After four years of litigation and a three week trial, on November 17, 2006, a jury in Manhattan answered "no" to each of many questions put to them regarding whether Drs. Vogel and Jacobs committed malpractice. Drs. Vogel and Jacobs were thus exonerated.

That should have been the end of it. Case closed. But in its 11 page verdict sheet (on which the trial judge told the jury to insert yes/no type answers to 21 listed questions), the jury stated that two other doctors (Arie Liebskind, M.D. and Martin Feuer, M.D.), who had also treated Ms. Vogel over the years, committed malpractice that caused Ms. Duffy's injuries and the jury then calculated plaintiff's pain and suffering damages as $1,500,000.

The problem is that neither Dr. Liebskind (a radiologist from 1996) nor Dr. Feuer (an internist) were sued by Ms. Vogel and they  were not defendants in this lawsuit. And, the jury was specifically told by the judge in advance to disregard the damages question should they (as they ultimately did) find that the defendants (Drs. Vogel and Jacobs) had not committed malpractice.

  • The jury did find that there was malpractice:  but only by non-parties Drs. Liebskind and Feuer

Insider's Information:

  • The fault of the non-party doctors was discussed at trial because it would be relevant if, but only if, there was fault on the part of the defendant doctors (the percentage of responsibility for payment of damages by defendants found liable is adjusted downward when there are non-party persons who are found to be at fault as well)
  • Dr. Liebskind was not sued because the 2 1/2 years statute of limitations had run as against him
  • It's not clear why Dr. Feuer was never sued - given the jury's finding that he committed malpractice in April 2000 by failing to order imaging tests such as an MRI. Perhaps he should have been sued and perhaps plaintiff's attorney was negligent in not adding him to the lawsuit - irony indeed.
  • The jury's confusion became apparent when during deliberations they sent out a note to the judge asking: "If we find named non-parties liable for her damages, are they responsible for any, if any of the compensation?"
  • Instead of answering directly, the judge then told the jury: "The percentage that is attributed to whoever you do attribute to ... then becomes a factor that is used as to that person's responsibility towards the total amount of whatever the damages are."
  • The judge was Donna M. Mills who was a year earlier censured by the New York State Commission on Judicial Conduct for acting inappropriately following her arrest for DWI (for which she was acquitted) and for conduct that undermined public confidence in the judiciary.
  • The judge could easily have avoided all of the post-verdict appeals and the upcoming retrial had she simply polled the jury as plaintiff's attorney had requested. All she had to do was ask each juror: "Was the verdict just announced by the foreman in all respects your verdict?" No doubt, each juror would have said "yes" since each had already signed the verdict sheet.

Clearly, plaintiff and her attorney are elated with the current appeals court decision. They believe that the jury intended to award her money damages and they will now get a second chance to try to convince a  jury that Drs. Vogel and Jacobs committed malpractice (though there's still no way to sue Dr. Liebskind because the statute of limitations ran against him and now the same is true as to Dr. Feuer).

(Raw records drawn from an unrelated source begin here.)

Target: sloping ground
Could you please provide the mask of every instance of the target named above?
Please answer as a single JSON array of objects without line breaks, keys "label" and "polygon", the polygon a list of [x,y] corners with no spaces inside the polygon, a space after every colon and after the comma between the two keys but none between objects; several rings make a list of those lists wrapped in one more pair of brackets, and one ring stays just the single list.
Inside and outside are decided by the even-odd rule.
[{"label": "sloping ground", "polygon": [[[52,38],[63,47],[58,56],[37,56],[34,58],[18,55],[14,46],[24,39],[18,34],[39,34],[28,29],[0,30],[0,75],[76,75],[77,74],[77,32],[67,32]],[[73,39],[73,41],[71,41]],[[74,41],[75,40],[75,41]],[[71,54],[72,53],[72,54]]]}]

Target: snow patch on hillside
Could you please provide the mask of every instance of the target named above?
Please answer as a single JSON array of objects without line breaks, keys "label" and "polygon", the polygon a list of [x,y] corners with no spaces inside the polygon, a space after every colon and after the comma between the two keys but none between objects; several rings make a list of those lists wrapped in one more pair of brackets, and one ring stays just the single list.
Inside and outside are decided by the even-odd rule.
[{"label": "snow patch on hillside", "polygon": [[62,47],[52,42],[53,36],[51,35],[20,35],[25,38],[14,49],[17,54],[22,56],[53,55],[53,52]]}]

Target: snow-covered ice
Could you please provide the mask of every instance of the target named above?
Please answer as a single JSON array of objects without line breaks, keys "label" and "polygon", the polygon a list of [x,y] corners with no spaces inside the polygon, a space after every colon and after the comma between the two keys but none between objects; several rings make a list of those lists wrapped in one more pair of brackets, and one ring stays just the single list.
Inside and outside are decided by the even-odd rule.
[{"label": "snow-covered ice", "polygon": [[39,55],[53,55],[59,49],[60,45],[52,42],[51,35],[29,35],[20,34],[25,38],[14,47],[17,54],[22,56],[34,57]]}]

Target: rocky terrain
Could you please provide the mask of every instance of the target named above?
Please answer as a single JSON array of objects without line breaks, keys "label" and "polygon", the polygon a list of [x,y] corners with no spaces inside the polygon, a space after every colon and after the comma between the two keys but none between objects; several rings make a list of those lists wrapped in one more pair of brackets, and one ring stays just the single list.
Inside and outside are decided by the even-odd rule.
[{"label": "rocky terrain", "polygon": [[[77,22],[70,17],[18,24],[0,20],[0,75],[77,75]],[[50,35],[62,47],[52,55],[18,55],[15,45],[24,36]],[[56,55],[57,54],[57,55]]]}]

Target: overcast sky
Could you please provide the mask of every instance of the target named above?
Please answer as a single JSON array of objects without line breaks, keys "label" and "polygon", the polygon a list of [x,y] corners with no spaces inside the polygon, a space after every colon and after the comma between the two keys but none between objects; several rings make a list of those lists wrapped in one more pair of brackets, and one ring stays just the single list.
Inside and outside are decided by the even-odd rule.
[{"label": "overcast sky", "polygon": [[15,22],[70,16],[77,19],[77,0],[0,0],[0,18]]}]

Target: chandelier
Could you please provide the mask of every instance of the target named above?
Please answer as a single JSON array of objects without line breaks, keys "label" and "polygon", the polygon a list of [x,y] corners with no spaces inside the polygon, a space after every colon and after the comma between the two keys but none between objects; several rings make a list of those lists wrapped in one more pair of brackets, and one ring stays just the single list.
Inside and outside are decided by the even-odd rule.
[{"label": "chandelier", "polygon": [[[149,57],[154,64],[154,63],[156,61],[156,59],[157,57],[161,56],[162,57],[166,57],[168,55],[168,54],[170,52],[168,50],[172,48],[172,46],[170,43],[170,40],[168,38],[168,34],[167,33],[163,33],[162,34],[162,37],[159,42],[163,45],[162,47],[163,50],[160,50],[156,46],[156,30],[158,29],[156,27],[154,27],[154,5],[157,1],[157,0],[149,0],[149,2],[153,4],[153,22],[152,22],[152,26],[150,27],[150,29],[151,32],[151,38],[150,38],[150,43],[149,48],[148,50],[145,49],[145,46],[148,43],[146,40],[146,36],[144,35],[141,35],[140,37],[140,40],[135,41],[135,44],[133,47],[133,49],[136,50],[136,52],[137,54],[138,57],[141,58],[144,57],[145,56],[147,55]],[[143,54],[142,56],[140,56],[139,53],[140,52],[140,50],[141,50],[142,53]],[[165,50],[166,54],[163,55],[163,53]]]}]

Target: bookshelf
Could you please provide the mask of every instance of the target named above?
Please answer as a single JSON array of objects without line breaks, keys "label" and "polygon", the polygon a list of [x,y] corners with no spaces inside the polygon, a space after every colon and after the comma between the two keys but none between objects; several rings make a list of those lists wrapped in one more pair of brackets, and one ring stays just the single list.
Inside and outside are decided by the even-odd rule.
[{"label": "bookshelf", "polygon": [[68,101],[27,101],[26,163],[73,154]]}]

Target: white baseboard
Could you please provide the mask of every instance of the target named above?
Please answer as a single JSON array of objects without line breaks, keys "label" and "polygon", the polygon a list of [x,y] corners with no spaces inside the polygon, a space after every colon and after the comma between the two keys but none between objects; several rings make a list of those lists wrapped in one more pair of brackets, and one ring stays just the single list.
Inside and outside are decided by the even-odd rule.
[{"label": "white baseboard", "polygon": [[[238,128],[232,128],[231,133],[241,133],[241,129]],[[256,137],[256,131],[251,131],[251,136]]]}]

The defendants and their attorneys are upset and rightfully so. They prevailed in a 16 day trial with 11 expert witnesses and it was clear that the jury exonerated them completely. Now, they must prepare again for trial, this time with a new jury (and we know how different jurors can come to stunningly different verdicts even though the facts and the parties are the same).

As the dissenting judge in the Court of Appeals said: requiring a new trial is a "gross injustice" and a "nightmarish result." Defense counsel went further, calling the order for a new trial so that jurors can be polled "a travesty of justice."

We will follow this case and report on developments.

  • Prediction: The case will not settle and will be retried. The defendants will prevail. Again.